The Greenbelt has been effective at limiting sprawl to protect our farmland and natural spaces, but loopholes in the Greenbelt plan are putting the Greenbelt at risk. The 2015 review is a chance to address these loopholes and strengthen the Greenbelt Plan.
For example, policies currently allow infrastructure like new highways on Greenbelt lands – lands which are supposed to be permanently protected. And, there are plans for at least two mega-highways, the GTA West and Mid-Peninsula, both of which would cut a swath through the Greenbelt. These proposed highways would cost taxpayers $16 billion ($4 billion for the GTA West), destroy thousands of hectares of prime farmland, wildlife habitat, facilitate sprawl and damage water resources.

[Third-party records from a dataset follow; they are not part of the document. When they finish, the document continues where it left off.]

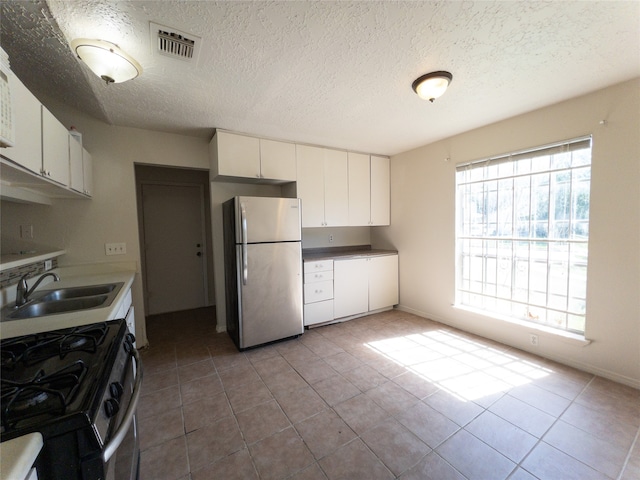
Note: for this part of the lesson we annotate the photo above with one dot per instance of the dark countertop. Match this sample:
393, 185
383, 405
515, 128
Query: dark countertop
343, 253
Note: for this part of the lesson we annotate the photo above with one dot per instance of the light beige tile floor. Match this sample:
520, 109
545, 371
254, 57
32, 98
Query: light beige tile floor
387, 396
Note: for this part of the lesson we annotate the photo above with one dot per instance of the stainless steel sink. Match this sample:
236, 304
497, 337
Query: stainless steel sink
63, 300
51, 307
75, 292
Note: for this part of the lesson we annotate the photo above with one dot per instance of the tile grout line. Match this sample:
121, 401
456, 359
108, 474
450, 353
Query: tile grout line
519, 465
628, 457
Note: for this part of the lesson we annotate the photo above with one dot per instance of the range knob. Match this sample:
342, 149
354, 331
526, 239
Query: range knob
111, 407
116, 390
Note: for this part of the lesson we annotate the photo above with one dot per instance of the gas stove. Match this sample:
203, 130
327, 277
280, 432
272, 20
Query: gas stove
79, 388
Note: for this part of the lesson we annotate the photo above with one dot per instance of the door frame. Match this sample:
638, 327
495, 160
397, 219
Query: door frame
143, 253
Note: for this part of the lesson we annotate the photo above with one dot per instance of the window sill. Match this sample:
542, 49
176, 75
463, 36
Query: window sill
566, 337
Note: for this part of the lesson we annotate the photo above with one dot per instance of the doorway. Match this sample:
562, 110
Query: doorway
175, 238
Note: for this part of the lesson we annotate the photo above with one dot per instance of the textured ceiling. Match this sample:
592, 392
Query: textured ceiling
329, 73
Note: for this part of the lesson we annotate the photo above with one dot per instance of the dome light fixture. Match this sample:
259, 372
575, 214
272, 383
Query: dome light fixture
106, 60
432, 85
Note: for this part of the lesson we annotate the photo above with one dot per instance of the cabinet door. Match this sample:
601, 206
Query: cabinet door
236, 155
336, 188
383, 281
380, 191
359, 190
310, 184
76, 180
350, 287
55, 148
87, 170
28, 128
277, 160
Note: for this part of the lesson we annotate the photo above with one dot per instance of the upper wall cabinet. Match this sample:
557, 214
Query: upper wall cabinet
323, 186
237, 157
369, 190
55, 149
87, 172
380, 191
46, 161
28, 128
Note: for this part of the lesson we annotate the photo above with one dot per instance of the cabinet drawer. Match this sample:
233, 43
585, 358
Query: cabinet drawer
316, 277
317, 292
319, 266
318, 312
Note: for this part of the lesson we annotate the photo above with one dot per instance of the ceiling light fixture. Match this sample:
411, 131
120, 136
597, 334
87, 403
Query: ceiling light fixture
106, 60
432, 85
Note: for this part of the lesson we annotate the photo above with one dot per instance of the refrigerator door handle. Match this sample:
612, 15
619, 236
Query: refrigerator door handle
245, 261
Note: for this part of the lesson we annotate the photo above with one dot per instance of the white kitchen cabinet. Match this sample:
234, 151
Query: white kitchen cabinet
380, 191
234, 155
251, 158
383, 281
87, 172
336, 188
277, 160
27, 150
76, 169
322, 184
310, 166
55, 149
359, 190
369, 190
318, 292
364, 285
351, 287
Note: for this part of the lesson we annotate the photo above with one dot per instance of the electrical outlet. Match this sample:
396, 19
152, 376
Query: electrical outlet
26, 231
115, 248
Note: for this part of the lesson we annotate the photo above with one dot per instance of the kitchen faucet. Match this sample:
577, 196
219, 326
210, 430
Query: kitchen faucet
22, 290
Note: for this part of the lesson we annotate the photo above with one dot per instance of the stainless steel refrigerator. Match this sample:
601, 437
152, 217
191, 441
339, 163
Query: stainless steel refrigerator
263, 269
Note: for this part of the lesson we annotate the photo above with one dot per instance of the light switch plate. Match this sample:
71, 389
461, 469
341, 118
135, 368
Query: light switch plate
115, 248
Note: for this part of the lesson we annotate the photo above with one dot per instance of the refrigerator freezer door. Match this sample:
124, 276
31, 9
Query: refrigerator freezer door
271, 301
266, 219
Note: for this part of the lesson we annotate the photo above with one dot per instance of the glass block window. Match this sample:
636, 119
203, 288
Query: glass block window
522, 234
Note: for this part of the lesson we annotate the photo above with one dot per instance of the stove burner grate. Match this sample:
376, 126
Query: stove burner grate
32, 349
43, 395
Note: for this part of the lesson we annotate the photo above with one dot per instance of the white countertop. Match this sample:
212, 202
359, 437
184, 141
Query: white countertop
11, 260
73, 277
18, 455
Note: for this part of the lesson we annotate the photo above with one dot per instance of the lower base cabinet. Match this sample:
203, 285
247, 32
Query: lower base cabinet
363, 285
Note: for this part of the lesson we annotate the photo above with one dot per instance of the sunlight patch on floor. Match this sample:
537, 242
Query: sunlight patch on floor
463, 367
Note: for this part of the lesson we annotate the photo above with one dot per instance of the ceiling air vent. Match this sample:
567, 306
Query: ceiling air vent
174, 43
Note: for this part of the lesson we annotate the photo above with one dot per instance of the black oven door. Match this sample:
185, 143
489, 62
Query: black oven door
122, 460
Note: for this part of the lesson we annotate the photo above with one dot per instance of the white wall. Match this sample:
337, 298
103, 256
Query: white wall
423, 230
82, 227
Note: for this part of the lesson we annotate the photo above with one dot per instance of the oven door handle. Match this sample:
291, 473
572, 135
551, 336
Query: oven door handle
122, 430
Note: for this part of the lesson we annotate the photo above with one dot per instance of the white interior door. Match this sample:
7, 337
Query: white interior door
173, 220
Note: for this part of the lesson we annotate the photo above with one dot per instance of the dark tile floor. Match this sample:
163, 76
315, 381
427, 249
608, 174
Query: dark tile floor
390, 395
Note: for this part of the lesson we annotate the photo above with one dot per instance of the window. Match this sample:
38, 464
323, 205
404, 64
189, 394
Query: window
522, 231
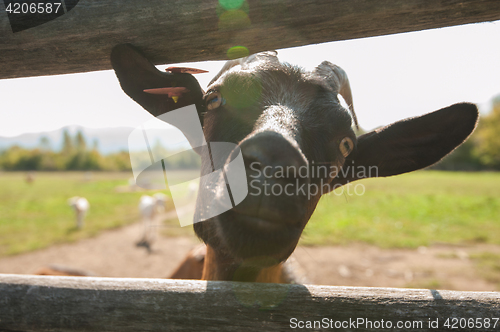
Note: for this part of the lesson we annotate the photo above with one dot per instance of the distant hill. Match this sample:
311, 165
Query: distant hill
110, 140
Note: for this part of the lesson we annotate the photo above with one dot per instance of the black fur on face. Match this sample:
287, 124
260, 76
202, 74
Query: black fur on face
282, 116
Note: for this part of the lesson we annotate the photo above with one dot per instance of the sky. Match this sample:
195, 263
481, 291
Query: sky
392, 77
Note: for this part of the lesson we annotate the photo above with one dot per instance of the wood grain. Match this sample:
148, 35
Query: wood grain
171, 31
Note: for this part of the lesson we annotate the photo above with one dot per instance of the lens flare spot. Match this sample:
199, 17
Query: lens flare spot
236, 52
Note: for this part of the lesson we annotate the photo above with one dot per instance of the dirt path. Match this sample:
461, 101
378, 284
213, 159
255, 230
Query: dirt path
113, 254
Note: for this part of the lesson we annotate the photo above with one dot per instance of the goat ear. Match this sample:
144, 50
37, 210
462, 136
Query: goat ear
136, 74
409, 144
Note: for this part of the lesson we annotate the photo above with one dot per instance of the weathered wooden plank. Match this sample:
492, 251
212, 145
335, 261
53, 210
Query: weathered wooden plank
171, 31
36, 303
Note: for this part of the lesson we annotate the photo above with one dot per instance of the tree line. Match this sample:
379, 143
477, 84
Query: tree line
76, 155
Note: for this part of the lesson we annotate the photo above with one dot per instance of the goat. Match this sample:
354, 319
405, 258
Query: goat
150, 207
80, 205
283, 118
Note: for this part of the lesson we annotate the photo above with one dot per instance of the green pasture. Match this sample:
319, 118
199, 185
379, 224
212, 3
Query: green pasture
36, 215
410, 210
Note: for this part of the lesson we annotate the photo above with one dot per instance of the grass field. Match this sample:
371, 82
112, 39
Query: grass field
36, 215
410, 210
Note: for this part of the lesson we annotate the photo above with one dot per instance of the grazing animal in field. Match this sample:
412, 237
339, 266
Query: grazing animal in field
149, 208
283, 120
30, 177
80, 205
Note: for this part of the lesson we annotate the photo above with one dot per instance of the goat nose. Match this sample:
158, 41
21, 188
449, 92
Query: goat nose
267, 153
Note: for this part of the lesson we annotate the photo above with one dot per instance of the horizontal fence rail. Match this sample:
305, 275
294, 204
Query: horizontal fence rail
41, 303
171, 31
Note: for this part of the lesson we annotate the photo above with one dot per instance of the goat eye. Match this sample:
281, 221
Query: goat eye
214, 100
346, 146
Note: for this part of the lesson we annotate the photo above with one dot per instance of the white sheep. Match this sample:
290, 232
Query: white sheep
150, 207
81, 206
161, 202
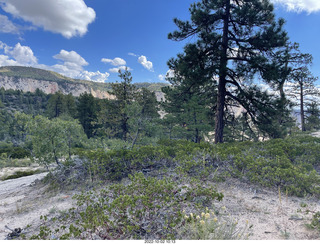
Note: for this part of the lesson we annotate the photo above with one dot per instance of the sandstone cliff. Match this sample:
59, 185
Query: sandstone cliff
48, 86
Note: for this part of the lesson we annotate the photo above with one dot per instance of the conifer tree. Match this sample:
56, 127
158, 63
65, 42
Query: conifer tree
87, 109
124, 92
237, 37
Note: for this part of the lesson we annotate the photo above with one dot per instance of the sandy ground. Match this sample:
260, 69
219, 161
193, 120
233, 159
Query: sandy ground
22, 202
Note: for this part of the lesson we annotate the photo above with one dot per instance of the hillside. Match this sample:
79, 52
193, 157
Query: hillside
29, 79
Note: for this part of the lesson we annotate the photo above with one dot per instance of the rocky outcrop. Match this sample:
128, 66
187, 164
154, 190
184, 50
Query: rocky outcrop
49, 87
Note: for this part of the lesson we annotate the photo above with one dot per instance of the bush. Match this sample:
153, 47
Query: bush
15, 152
145, 208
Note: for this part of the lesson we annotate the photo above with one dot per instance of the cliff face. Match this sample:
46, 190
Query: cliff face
49, 87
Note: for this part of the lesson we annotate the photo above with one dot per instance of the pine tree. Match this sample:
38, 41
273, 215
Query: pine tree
124, 92
87, 109
313, 117
237, 38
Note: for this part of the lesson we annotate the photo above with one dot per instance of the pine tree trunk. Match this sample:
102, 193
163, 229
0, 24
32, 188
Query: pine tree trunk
303, 127
219, 126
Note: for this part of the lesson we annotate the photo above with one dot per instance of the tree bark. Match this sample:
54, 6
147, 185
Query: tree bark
303, 126
219, 126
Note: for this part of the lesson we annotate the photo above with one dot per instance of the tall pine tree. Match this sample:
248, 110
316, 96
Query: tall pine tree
237, 37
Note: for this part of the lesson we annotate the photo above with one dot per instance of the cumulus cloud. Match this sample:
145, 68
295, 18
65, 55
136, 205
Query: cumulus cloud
72, 64
6, 26
133, 54
145, 63
115, 61
116, 70
67, 17
71, 57
162, 77
300, 5
95, 76
22, 55
169, 74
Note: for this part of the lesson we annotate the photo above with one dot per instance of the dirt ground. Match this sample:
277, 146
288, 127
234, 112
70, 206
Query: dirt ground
22, 202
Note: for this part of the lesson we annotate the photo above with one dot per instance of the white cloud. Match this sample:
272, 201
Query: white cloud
115, 61
116, 70
23, 55
6, 61
72, 65
68, 17
133, 54
162, 77
145, 63
71, 57
94, 76
300, 5
169, 74
6, 26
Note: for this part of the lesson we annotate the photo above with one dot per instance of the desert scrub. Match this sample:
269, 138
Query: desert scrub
144, 208
20, 174
315, 222
288, 163
212, 225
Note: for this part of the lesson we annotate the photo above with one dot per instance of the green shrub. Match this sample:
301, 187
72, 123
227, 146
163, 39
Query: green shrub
19, 174
145, 208
15, 152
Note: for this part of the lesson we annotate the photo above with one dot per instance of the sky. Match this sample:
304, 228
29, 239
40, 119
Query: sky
93, 39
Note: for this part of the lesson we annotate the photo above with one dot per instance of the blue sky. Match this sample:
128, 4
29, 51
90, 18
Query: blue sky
92, 39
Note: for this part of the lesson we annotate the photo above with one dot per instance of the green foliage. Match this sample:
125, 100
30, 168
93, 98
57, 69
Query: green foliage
52, 140
15, 152
286, 163
145, 208
87, 109
59, 104
212, 226
19, 174
124, 92
315, 222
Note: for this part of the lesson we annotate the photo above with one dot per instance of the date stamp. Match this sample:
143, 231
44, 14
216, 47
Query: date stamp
160, 241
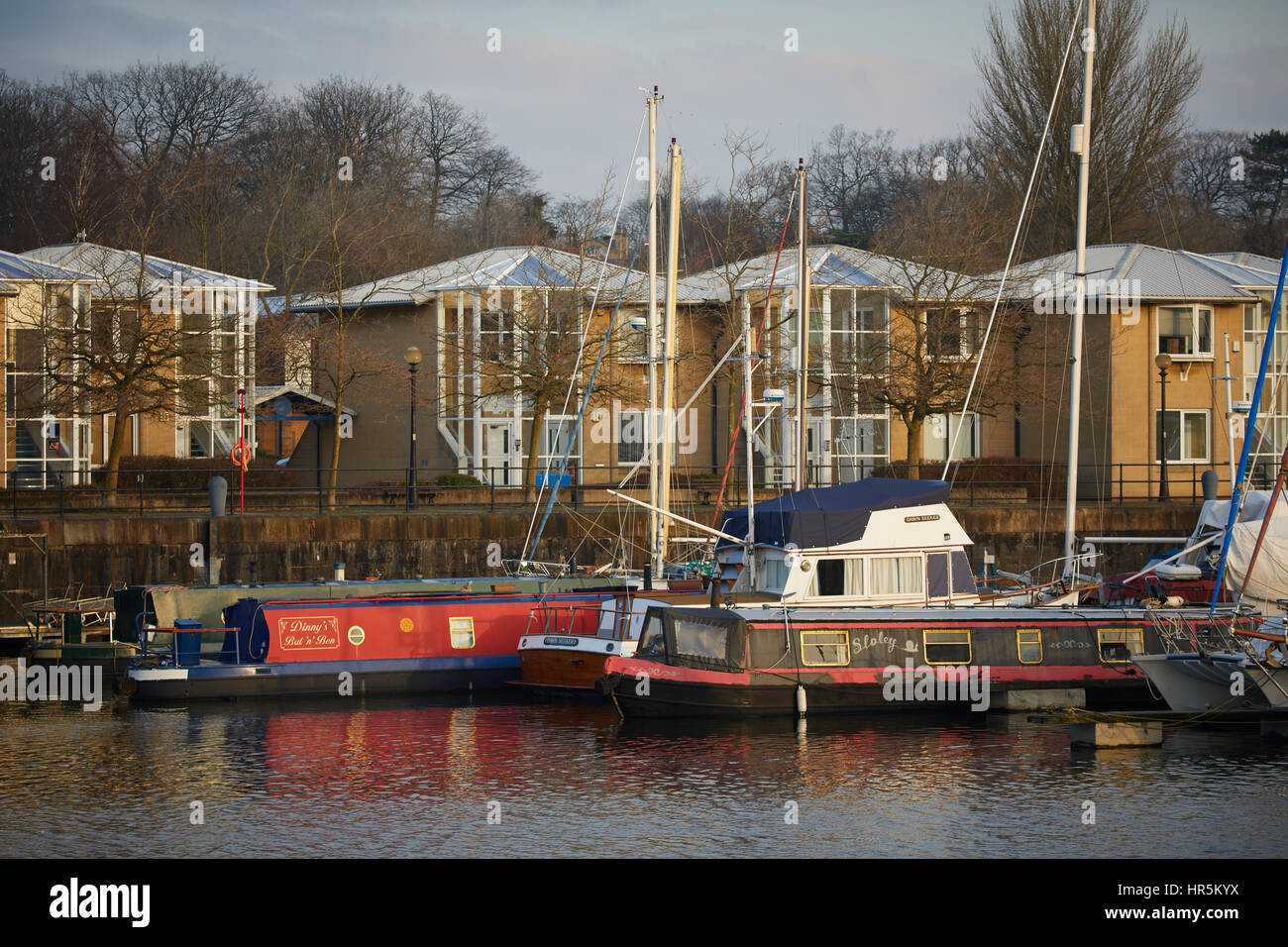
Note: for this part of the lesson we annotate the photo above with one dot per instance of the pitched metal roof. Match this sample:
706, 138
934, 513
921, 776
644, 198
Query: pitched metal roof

Instead of paving farmland to build mega-highways that would cause more traffic jams and increase greenhouse gas emissions, the province should invest that same $16 billion in regional rapid transit. That would get more people to their homes and jobs. And it would get people out of their cars, which improves quality of life and reduces congestion, climate change and smog. Not only would strengthening the policies remove the threats to the Greenbelt, it would be consistent with permanently protecting productive farmland and nature.
By identifying these threats, we’re providing the province with an opportunity to strengthen the plans, to make them better, for Ontarians today and for future generations. The 2015 review is the time to build a better Greenbelt, where the policy gaps, problems with plan implementation, and broad issues that impact the protected area can be addressed.
As the 2015 review gets under way, we’ll be sure to let you know other ways to make your voice heard and stand up for Ontario’s Greenbelt.